In 2022, at the peak of inflation, corporate profits soared to historic levels. And you know where those profits went – right into the pockets of their top executives. 

That same year, the largest multinational corporations gave out nearly one and a half trillion dollars in stock buybacks and dividends.

Americans today pay more for groceries than they have in 30 years.

And Ohioans are paying for corporations’ executive bonuses and stock buybacks every time they go to the grocery store.

And the biggest corporations are always finding new ways to charge people more to increase their profits.

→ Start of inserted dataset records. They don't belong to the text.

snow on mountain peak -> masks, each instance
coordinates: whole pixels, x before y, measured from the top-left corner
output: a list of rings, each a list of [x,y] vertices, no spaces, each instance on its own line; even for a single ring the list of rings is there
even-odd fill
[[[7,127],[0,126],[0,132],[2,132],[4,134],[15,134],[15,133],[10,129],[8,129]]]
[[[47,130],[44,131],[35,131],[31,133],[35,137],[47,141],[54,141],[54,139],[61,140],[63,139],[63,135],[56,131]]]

Fast food restaurants and big stores are experimenting with electronic price tags, so they can change prices constantly – making it easier to sneak prices up little by little, and making it harder for people to comparison shop and find the store with the lowest price.

And many companies increase their profits by charging more for less – the media has started calling it “shrinkflation.” Your bottle of Gatorade used to be 32 ounces, now it’s 28 ounces – but the price hasn’t gone down. If anything, it’s gone up a little bit.

It’s why I introduced legislation that would stop that kind of deceptive practice.

That’s the kind of solution we need to take on corporate price gouging – and it has nothing to do with higher interest rates.

The Fed doesn’t only set monetary policy. You also make the rules that keep our banking system sound and consumers’ money safe.

We have had some positive developments since the last time you testified in June, like the update to the Community Reinvestment Act rule. Chair Powell, thank you for your work on this – this took years of listening carefully to all stakeholders and was long overdue. We’ll be watching to make sure you implement this quickly so that banks are fulfilling the purpose of the Community Reinvestment Act.

You also issued an updated capital requirements proposal called Basel III.

Strong capital requirements are how we ensure that if Wall Street’s bets don’t pay off, shareholders and investors are on the hook – not taxpayers.

We need these guardrails in place. I urge you to remain committed to protecting the public, despite the massive amounts of money big banks and their lobbyists are spending to try to kill these taxpayer protections. Let’s finish the job and finalize Basel III.

Last year’s bank failures also demonstrate the dangers of letting the banks chip away at rules and oversight.

It’s entirely predictable – bankers desperate to increase their already-massive profits take big risks that undermine our economy. And when things go wrong, the bank executives come to regulators with their hands out, accepting no responsibility. 

It’s why Congress must finish the job and pass our bipartisan RECOUP Act – it passed this committee 21-to-2 – to hold senior bank executives accountable when they gamble with customers’ money.

When the biggest banks exercise special privilege, they do so at the peril of our broader economy.

And we know that’s the source of so much that’s wrong in this country: big corporations using their power and influence to write the rules of our economy to the benefit of them and their executives and their investors – and to the detriment of everyone else.

That’s why I stand up for workers and their right to organize.

It’s why I stand up to take on the railroads and the drug companies, and the biggest banks and corporations who time and time again try to rewrite the rules to increase their profit margins.

Chair Powell, I look forward to hearing from you today how the Fed will work to promote an economy where everyone who wants a good job can find one.